The pope and the Church have the authority to give out these merits any way they
like. The Vatican decides how these merits are to be distributed. Partial
indulgences are remission of some of the debt of temporal punishment and a
plenary indulgence gets rid of the whole lot.
All of them can only be obtained under conditions other than mere desire and
repentance. For example, you can get a plenary indulgence if you visit the Holy
Land.
The Church used to give indulgences for 300 days and 40 days and so on. This is
popularly thought to mean that 300 or 40 days would be knocked off your
Purgatory but it just means that if you were doing penance on earth every day
all day, you would have to do 300 or 40 days less of it (page 327, The Student’s
Catholic Doctrine). Gaining 300 days for a soul in Purgatory might reduce its
penance by a day or a week for a day or week in Purgatory might be as terrible
as 300 or 40 days torture in this world.
Since the merits of others that we get give us the pleasure of letting another
earn our redemption from temporal punishment availing of them is called gaining
an indulgence.
The Church offers indulgences to make sure sinners get off lightly. The hurt
they brought to others is not taken seriously. When did saving one's own skin
become a virtue?
There is no right and wrong or righteousness or unrighteousness. What you have
is good and less good. To accuse people of being capable of evil is just
excoriating them. To accuse somebody of sin or to say that sinners deserve Hell
is really saying you hate them at some level. The hate is real no matter how
much you pretend it's not there. For the Church to condemn sin as very very
serious and to make an abomination of it and then to let them off lightly with
it shows its good training for somebody that wants to trivialise suicide
bombings etc. The intention to trivialise is there in both cases.

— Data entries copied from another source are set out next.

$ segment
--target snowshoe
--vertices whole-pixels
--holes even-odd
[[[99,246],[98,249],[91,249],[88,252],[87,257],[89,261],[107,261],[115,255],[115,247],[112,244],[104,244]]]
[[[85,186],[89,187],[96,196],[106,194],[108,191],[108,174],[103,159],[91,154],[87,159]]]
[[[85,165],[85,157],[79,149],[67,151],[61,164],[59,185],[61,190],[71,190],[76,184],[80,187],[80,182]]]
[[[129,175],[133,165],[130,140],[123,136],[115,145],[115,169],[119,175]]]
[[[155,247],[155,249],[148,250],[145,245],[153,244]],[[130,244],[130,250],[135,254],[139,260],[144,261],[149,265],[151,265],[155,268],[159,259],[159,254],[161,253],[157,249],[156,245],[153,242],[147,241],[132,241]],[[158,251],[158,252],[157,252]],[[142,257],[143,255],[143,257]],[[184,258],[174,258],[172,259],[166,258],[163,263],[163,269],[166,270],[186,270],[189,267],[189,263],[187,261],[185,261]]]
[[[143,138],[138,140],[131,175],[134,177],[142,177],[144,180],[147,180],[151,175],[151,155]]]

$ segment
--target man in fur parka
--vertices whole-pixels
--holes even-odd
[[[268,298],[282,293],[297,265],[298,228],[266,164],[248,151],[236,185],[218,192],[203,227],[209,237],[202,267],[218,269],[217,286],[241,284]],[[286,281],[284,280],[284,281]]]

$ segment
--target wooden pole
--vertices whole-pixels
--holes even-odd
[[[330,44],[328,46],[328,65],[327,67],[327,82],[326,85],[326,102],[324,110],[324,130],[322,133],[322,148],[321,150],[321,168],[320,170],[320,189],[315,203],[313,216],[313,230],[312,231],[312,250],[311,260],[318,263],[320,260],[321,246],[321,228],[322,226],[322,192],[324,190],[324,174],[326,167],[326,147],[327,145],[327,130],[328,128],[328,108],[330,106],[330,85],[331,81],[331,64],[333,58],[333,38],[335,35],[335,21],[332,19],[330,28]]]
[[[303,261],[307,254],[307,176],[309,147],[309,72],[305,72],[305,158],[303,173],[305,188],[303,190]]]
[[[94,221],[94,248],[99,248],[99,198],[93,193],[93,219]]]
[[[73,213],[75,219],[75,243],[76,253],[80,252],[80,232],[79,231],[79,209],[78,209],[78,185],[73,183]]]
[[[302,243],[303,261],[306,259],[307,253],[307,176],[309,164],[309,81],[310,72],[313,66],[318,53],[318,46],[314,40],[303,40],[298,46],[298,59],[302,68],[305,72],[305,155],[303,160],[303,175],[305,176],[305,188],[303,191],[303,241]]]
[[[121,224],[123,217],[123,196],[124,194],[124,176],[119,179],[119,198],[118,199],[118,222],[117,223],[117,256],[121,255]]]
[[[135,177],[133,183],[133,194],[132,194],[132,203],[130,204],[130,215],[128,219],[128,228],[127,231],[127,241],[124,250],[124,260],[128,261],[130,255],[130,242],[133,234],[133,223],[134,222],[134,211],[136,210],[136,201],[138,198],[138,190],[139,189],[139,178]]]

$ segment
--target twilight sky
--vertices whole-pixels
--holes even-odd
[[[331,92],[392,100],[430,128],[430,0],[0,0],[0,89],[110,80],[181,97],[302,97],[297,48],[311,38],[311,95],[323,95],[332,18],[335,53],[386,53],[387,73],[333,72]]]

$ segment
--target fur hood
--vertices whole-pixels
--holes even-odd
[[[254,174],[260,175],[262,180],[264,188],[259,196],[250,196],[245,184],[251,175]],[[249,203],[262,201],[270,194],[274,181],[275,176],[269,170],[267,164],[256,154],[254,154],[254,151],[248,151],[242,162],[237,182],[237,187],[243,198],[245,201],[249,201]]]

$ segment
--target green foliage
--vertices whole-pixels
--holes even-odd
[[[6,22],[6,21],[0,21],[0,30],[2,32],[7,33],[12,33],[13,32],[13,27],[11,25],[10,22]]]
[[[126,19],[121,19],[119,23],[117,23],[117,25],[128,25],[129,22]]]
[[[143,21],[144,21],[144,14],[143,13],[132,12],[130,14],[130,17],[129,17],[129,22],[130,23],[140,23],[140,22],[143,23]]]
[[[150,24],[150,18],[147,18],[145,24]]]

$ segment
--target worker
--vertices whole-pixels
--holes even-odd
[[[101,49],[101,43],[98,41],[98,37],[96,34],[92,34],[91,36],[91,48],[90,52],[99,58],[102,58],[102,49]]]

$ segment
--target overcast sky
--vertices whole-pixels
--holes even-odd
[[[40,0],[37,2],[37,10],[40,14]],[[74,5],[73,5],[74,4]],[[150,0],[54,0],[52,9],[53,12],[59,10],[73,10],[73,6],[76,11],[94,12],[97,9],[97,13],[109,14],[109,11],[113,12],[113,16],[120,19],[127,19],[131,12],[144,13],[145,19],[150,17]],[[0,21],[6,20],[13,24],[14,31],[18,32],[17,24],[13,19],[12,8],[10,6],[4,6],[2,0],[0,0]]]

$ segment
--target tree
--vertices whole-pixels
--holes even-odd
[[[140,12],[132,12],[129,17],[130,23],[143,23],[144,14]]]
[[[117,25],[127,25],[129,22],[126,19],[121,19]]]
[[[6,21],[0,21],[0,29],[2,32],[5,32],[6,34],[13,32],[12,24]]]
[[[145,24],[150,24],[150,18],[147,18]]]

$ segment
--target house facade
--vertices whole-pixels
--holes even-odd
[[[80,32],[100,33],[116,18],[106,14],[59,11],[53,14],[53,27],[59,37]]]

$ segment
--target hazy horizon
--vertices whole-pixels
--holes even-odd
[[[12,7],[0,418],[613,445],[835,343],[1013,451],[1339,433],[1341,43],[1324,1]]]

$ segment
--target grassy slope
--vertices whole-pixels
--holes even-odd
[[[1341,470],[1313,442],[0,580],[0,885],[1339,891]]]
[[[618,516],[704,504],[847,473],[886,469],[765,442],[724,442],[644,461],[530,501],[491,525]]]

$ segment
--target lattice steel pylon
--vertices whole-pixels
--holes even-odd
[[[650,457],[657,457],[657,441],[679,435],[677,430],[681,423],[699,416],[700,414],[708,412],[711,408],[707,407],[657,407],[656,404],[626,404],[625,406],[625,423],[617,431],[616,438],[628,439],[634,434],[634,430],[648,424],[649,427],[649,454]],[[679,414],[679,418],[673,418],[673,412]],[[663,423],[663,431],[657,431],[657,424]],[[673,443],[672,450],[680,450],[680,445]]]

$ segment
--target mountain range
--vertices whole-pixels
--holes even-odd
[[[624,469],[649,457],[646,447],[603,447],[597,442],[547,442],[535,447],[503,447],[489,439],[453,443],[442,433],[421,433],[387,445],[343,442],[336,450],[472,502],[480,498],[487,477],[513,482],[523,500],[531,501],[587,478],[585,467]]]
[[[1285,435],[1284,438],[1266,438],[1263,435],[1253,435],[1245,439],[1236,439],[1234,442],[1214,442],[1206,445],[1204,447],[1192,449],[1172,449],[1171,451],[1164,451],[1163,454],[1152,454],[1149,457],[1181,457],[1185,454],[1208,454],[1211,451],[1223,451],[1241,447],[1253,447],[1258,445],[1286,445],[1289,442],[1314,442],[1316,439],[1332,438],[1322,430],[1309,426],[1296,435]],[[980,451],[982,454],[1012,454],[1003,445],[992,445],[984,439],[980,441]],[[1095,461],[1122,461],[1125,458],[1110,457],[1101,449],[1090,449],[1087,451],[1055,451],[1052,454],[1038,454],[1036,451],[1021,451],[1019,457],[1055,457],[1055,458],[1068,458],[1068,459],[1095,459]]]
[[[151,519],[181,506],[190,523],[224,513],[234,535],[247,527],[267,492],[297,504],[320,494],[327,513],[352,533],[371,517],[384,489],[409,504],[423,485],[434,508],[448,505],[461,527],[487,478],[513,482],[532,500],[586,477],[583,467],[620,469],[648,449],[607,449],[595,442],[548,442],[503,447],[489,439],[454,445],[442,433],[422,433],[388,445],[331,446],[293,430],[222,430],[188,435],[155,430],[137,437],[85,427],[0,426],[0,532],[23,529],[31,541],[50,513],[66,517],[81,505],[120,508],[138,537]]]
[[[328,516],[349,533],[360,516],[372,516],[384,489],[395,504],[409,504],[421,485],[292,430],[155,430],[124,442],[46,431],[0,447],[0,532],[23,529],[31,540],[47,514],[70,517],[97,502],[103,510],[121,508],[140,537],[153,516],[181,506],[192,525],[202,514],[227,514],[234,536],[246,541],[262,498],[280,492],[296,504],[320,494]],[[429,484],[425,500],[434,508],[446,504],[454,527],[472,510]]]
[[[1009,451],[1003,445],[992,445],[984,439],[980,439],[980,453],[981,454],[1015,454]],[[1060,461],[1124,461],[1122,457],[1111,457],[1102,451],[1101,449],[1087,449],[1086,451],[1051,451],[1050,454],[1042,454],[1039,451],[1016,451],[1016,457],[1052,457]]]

BIBLE, TEMPORAL PUNISHMENT AND INDULGENCES
The doctrine of indulgences is not in the Bible. Not only that but it is
irreconcilable with it.
When Jesus told the apostles and disciples that whatever they bind on earth is
bound in Heaven. Catholicism sees indulgences there. But he was promising them the infallible inspiration necessary to
give the truth to the world. Whatever error they tied up to keep it from
spreading on the earth would be tied up in Heaven. In the originals he said
whatever they bind shall have been bound in Heaven not whoever.
We can’t get an indulgence unless we have temporal punishment to undergo or
unless we are getting the indulgence for somebody else and not ourselves –
giving it away in effect. But if I do not get rid of that punishment by penance
which is better than doing nothing until I manage to win an indulgence I am
committing a sin. It is a debt that must be paid fast. It is a sin to wait for
an indulgence. Temporal punishment is supposed to be about healing the person’s
preference for things other than God (Catechism of the Catholic Church, 1472).
It is not needed when an indulgence earned for you by somebody else can get rid
of it and simply forces people to sin more. The Church is lying.
Moses was still allegedly still punished by God after he was forgiven for
sinning but that could have been because he reversed his repentance or did not
fit in with God’s purpose because of what he had done (Deuteronomy 4:21) so this
episode does not prove temporal punishment. Moses explained that God could not
undo what he decided to do over Moses’ sin on account of the people. It could be
that God decided to punish Moses by doing X but when Moses repented he still had
to do X but for a different reason. To harm Moses for a different reason would
not be punishing him – the motive makes a difference.
1 Kings 21:29 does not prove temporal punishment for God merely promises to
ensure that Ahab’s repentance will lessen the evil he will send or more
accurately, permit. Ahab did terrible things and would still have to deal with
the results of his actions but the results would be lessened when he changed his
ways and treated other people better. Nothing in that implies anything about
temporal punishment. 2 Samuel 12:14 says even though David has repented and been
forgiven by God his child will still die. But that might have been for
deterrence or to avert the possibility that the child would grow up and thwart
the divine plan.
The Bible insists that salvation is by faith alone. Indulgences are no good.